Spark SQL - UDAF (User Defined Aggregate Functions)
User Defined Aggregate Functions process multiple input rows and return a single aggregated result. Unlike UDFs that operate row-by-row, UDAFs maintain internal state across rows within each...
Key Insights
- User Defined Aggregate Functions (UDAFs) in Spark SQL enable custom aggregation logic beyond built-in functions like SUM and AVG, operating on groups of rows to produce single output values
- Spark 3.0+ supports two UDAF implementations: the legacy UserDefinedAggregateFunction (deprecated) and the type-safe Aggregator API with Dataset encoders for better performance and compile-time safety
- UDAFs are essential for domain-specific calculations like geometric mean, percentile approximations, or complex statistical operations where standard SQL aggregates fall short
Understanding UDAF Architecture
User Defined Aggregate Functions process multiple input rows and return a single aggregated result. Unlike UDFs that operate row-by-row, UDAFs maintain internal state across rows within each partition, then combine results across partitions.

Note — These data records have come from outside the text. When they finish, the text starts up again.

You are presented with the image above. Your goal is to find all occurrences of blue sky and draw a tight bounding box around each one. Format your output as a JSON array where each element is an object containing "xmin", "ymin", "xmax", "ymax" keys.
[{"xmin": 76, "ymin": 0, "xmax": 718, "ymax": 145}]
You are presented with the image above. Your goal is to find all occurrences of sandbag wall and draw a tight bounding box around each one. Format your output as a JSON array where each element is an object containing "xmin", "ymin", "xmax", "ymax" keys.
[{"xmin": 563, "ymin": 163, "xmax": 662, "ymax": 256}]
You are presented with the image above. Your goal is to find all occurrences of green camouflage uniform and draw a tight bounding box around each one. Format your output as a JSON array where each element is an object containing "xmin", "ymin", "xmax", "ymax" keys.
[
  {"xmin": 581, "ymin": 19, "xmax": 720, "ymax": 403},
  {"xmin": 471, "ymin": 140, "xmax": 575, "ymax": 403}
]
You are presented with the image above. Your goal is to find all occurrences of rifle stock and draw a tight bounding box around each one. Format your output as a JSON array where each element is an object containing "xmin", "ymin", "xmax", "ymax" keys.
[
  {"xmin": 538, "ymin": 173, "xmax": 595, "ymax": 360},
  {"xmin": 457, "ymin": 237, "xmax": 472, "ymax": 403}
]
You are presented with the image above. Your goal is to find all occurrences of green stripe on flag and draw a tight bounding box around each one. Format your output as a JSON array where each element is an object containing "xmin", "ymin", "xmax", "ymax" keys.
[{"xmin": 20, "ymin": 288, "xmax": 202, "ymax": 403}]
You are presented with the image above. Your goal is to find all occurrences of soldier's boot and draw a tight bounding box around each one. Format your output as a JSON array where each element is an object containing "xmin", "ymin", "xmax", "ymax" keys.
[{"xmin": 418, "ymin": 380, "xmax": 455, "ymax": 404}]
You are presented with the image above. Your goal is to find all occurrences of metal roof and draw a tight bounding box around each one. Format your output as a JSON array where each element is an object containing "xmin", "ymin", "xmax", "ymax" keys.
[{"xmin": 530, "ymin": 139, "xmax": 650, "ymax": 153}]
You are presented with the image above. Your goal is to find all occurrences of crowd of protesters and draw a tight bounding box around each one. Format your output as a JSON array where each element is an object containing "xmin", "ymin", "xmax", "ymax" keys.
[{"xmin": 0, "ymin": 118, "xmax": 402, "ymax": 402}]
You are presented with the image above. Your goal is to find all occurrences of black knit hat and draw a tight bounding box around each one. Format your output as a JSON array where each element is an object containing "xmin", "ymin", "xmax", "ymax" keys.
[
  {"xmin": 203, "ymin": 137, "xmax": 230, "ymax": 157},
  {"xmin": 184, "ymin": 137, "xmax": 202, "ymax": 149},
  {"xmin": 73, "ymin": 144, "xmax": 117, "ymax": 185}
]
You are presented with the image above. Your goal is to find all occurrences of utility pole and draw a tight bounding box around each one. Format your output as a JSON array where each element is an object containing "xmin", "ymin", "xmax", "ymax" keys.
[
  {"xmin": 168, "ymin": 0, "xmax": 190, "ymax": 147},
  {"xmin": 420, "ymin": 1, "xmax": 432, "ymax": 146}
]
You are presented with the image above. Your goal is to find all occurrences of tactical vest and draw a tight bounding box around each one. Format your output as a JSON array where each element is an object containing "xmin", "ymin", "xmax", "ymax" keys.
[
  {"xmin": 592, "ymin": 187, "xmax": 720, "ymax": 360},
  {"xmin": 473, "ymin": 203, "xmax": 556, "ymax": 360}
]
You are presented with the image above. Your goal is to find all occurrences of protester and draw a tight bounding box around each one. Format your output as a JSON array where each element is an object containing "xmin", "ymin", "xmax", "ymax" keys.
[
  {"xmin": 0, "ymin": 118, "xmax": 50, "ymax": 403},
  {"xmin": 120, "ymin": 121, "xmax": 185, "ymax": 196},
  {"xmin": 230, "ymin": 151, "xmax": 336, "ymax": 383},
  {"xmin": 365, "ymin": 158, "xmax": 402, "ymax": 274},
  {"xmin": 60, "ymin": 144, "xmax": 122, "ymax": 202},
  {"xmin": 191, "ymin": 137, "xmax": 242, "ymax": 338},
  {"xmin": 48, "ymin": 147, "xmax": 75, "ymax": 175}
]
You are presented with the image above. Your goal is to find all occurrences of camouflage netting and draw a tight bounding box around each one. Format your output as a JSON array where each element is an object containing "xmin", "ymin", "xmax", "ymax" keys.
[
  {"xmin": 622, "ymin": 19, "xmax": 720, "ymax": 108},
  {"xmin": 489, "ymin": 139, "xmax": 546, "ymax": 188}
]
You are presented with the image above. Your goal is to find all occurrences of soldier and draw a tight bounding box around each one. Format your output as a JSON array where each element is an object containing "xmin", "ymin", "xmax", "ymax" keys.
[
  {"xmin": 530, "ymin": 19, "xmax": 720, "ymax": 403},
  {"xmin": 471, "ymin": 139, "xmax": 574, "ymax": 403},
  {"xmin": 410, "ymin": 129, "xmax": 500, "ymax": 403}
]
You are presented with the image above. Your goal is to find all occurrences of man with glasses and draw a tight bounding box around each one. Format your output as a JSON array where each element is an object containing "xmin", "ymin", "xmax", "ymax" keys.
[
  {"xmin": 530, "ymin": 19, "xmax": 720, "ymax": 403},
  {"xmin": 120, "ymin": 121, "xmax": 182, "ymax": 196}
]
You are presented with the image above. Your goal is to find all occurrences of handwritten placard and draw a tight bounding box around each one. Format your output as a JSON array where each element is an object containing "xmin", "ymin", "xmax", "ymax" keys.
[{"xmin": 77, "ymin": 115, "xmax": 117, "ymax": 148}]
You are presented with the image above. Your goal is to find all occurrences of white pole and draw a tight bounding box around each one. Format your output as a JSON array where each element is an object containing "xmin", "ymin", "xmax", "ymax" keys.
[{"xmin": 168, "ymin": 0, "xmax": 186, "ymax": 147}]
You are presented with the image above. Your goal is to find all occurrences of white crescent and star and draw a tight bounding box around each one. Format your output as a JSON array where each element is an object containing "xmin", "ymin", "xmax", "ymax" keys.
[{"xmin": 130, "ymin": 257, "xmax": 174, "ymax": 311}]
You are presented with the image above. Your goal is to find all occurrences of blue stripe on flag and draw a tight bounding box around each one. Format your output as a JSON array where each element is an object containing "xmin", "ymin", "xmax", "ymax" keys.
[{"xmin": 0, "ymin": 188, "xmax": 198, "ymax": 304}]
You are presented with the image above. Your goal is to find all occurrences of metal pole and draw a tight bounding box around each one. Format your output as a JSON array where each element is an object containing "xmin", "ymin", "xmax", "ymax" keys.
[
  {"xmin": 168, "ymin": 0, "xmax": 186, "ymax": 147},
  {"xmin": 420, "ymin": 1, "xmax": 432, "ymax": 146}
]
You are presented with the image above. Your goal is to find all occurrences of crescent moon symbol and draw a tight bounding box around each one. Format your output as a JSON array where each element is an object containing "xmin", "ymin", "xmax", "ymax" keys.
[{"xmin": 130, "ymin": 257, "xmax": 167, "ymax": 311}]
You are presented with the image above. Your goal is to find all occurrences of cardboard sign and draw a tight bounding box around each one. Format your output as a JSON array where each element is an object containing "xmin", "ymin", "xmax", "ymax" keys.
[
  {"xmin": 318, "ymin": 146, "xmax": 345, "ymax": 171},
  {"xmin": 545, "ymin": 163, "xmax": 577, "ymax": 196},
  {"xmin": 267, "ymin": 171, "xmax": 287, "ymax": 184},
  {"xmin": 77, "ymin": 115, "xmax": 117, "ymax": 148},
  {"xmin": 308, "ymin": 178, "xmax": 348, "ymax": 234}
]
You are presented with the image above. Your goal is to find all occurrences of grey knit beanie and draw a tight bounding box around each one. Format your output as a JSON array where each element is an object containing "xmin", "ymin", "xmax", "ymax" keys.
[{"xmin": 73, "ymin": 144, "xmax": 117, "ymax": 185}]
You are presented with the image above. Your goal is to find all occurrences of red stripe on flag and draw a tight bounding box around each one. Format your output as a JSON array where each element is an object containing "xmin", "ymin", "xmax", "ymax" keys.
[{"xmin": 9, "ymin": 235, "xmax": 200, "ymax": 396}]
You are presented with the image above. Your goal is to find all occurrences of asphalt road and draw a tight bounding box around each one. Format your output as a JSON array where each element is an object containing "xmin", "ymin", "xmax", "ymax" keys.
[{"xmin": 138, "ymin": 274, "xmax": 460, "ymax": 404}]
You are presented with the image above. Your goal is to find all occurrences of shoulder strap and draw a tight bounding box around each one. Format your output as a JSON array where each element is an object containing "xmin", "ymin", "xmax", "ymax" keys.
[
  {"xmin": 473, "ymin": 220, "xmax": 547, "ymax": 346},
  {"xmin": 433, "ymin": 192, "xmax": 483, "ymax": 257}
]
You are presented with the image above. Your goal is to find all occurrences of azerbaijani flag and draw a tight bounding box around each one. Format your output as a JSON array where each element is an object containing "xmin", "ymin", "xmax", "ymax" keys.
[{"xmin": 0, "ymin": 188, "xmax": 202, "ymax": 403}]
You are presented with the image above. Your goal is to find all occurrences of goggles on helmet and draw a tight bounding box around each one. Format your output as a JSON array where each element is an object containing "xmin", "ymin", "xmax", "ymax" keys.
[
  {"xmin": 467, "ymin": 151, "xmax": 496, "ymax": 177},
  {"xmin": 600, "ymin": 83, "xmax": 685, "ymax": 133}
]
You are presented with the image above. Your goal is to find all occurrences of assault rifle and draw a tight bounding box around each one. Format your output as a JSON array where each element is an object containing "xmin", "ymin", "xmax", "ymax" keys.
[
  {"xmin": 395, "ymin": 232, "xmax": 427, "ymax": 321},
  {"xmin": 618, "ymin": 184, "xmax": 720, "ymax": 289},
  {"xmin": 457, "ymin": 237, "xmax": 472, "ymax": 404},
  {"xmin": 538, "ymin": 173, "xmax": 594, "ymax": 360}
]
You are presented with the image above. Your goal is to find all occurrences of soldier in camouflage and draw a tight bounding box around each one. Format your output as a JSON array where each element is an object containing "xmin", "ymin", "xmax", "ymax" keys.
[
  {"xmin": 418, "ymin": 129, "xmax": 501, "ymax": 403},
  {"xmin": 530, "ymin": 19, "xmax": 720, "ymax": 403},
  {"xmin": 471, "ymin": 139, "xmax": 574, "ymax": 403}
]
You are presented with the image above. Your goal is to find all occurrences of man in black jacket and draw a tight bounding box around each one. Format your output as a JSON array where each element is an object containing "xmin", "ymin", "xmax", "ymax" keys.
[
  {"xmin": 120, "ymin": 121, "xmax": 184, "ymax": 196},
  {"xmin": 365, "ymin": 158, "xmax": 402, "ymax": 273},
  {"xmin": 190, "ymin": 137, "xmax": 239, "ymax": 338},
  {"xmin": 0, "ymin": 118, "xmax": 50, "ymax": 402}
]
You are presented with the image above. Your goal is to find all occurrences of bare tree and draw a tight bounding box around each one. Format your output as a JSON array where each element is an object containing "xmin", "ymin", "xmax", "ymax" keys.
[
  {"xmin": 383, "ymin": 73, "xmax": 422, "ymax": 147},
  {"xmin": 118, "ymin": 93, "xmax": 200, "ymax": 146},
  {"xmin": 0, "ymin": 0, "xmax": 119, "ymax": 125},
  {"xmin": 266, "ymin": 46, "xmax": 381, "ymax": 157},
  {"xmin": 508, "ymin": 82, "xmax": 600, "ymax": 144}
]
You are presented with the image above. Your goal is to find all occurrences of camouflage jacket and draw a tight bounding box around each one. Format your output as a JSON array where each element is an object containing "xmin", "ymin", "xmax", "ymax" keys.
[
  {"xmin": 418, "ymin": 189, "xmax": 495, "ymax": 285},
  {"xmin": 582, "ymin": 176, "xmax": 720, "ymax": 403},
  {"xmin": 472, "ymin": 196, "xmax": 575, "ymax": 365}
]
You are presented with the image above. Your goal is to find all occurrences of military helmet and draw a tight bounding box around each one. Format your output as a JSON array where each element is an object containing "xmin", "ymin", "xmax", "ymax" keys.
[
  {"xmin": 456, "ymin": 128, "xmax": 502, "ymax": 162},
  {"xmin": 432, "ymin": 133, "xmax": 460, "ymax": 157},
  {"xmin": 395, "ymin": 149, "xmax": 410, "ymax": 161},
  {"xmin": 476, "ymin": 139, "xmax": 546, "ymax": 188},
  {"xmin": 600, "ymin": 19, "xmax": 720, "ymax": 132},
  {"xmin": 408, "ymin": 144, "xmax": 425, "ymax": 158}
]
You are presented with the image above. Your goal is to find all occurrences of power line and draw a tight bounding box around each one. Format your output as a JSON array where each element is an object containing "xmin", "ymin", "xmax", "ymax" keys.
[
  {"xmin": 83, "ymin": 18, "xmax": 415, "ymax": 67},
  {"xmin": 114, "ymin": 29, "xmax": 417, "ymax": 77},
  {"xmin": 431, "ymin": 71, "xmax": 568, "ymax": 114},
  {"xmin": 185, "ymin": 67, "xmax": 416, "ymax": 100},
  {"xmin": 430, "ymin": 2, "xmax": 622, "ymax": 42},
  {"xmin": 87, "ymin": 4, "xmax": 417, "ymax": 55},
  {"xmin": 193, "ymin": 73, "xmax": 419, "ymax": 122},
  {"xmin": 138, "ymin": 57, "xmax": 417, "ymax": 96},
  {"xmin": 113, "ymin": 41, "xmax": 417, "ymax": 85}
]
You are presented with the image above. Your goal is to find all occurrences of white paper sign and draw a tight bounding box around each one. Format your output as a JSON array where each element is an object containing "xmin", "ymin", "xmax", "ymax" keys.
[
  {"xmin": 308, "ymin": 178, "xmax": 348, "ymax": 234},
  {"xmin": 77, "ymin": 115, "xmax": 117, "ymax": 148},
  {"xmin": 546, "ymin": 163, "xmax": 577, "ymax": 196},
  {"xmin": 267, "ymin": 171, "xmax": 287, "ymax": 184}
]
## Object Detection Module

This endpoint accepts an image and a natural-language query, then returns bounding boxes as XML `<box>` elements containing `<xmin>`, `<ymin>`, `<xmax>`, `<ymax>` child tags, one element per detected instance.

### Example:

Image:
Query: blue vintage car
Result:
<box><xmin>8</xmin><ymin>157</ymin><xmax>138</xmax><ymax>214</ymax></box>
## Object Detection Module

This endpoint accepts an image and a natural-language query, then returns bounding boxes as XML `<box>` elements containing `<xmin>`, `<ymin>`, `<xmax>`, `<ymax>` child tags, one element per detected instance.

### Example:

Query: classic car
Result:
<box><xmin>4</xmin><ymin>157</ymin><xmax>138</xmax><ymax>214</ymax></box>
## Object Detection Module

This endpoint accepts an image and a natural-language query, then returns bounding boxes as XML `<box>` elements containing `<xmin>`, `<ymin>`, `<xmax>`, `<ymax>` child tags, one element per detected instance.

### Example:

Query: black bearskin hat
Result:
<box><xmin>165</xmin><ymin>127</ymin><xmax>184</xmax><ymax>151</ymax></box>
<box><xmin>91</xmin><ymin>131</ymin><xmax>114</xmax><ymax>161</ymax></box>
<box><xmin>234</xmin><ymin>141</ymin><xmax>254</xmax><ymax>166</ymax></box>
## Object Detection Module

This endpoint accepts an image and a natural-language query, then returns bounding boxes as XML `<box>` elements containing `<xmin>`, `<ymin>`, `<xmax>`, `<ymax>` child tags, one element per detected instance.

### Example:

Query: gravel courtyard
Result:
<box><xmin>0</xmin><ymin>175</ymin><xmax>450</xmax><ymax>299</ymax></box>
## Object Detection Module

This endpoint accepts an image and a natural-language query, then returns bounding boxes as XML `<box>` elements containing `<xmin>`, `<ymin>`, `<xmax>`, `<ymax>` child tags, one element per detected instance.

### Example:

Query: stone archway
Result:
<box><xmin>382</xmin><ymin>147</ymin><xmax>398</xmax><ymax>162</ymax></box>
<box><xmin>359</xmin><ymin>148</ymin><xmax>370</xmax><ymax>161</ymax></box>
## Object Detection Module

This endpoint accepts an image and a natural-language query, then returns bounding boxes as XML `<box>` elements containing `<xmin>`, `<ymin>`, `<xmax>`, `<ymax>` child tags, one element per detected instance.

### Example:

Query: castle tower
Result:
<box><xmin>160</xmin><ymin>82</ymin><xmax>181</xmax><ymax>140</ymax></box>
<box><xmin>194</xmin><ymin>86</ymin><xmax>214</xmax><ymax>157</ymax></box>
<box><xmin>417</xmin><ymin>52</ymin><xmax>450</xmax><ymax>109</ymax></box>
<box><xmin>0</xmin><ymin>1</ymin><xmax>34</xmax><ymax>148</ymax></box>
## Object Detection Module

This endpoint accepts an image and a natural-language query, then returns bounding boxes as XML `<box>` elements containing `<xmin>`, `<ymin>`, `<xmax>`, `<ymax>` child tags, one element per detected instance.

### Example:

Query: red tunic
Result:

The UDAF lifecycle consists of four key phases:
- Initialization: Create a zero value for the buffer
- Update: Process each input row and update the buffer
- Merge: Combine buffers from different partitions
- Evaluate: Convert the final buffer to the output value
This design enables distributed processing where each executor maintains local aggregation state before merging results at the driver.
Implementing UDAFs with the Aggregator API
The modern Aggregator API provides type-safe UDAF implementation. Here’s a geometric mean calculator that demonstrates the complete pattern:
import org.apache.spark.sql.{Encoder, Encoders, SparkSession}
import org.apache.spark.sql.expressions.Aggregator
case class GeometricMeanBuffer(var product: Double, var count: Long)
object GeometricMean extends Aggregator[Double, GeometricMeanBuffer, Double] {
// Zero value - starting point for aggregation
def zero: GeometricMeanBuffer = GeometricMeanBuffer(1.0, 0L)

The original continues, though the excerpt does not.